IMD supports a large variety of different (mostly short range) effective potentials. Some of these potentials are defined by tabulated functions read from a potential file, others are defined analytically by parameters read from the parameter file. The potentials supported include central pair potentials, Embedded Atom Method (EAM) potentials for metals, Modified EAM (MEAM) potentials, different covalent potentials, notably Tersoff, Stillinger-Weber (analytic and tabulated), Zhou-Wadley (analytic and tabulated), and Keating potentials, Coulomb and shell model potentials for ionic solids, and Gay-Berne potentials for nematic liquid crystals.

Since the computation of the forces is the most time-critical part of a molecular dynamics simulation, support for each type of interaction has to be enabled explicitly by a compilation option. If no interaction type is specified, central pair potentials are assumed by default. Different interaction types can be combined with each other, by enabling more than one type of interaction. Their contributions are then just added. This is still somewhat experimental, and there are some restrictions. Here are some guidelines:

  • At most one of the covalent potentials (including MEAM, which is algorithmically similar) can be used at a time.
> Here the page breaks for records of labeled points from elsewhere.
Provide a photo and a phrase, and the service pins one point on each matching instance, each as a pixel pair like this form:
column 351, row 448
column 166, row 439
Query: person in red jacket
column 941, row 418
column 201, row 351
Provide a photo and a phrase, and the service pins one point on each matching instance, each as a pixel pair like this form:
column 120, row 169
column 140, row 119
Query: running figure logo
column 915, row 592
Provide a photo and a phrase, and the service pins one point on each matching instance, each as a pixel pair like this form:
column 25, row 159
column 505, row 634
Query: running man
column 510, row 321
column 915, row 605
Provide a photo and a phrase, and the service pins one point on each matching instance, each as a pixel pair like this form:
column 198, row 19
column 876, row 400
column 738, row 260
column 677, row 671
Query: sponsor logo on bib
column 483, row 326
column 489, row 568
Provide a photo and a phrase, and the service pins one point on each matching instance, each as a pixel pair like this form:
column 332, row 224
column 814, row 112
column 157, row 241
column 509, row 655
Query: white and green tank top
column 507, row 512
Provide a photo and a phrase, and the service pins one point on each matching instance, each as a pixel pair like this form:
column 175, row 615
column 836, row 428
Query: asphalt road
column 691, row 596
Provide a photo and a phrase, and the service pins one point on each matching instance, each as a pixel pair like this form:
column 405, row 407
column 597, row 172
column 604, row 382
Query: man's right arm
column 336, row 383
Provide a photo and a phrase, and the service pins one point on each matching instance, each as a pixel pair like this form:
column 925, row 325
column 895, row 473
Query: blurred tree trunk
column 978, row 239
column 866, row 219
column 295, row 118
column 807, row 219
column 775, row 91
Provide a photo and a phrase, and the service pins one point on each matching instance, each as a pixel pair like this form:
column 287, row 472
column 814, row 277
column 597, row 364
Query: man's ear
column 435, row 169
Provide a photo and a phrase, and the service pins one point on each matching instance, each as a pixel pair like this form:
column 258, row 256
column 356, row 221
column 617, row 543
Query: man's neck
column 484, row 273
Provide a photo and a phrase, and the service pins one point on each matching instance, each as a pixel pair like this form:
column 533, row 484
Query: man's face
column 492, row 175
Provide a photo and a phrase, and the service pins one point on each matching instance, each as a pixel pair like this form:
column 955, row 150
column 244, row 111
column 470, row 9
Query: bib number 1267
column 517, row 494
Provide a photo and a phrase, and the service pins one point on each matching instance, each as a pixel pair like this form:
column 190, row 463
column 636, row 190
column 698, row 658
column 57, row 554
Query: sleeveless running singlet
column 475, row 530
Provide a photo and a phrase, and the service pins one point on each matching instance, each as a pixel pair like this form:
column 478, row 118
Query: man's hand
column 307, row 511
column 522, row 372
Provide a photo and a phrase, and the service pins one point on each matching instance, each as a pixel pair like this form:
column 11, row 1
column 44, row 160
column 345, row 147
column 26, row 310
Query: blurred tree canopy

  • Central pair potentials, EAM potentials, and one of Tersoff or Stillinger-Weber potentials (tabulated or analytic) can be combined with each other. The central pair potential part contained in these interactions is shared.
  • The option pair can be used to enable a (short range) pair potential part together with Coulomb potentials. The same option is also used to enable the harmonic potential used for the shell model in combination with Coulomb interactions.
  • Coulomb potentials can be combined with almost everything else, whether or not this makes sense.
  • Keating and Gay-Berne potentials cannot be combined with anything else.
  • On vector machines, add the option "lj" for computed Lennard-Jones interactions.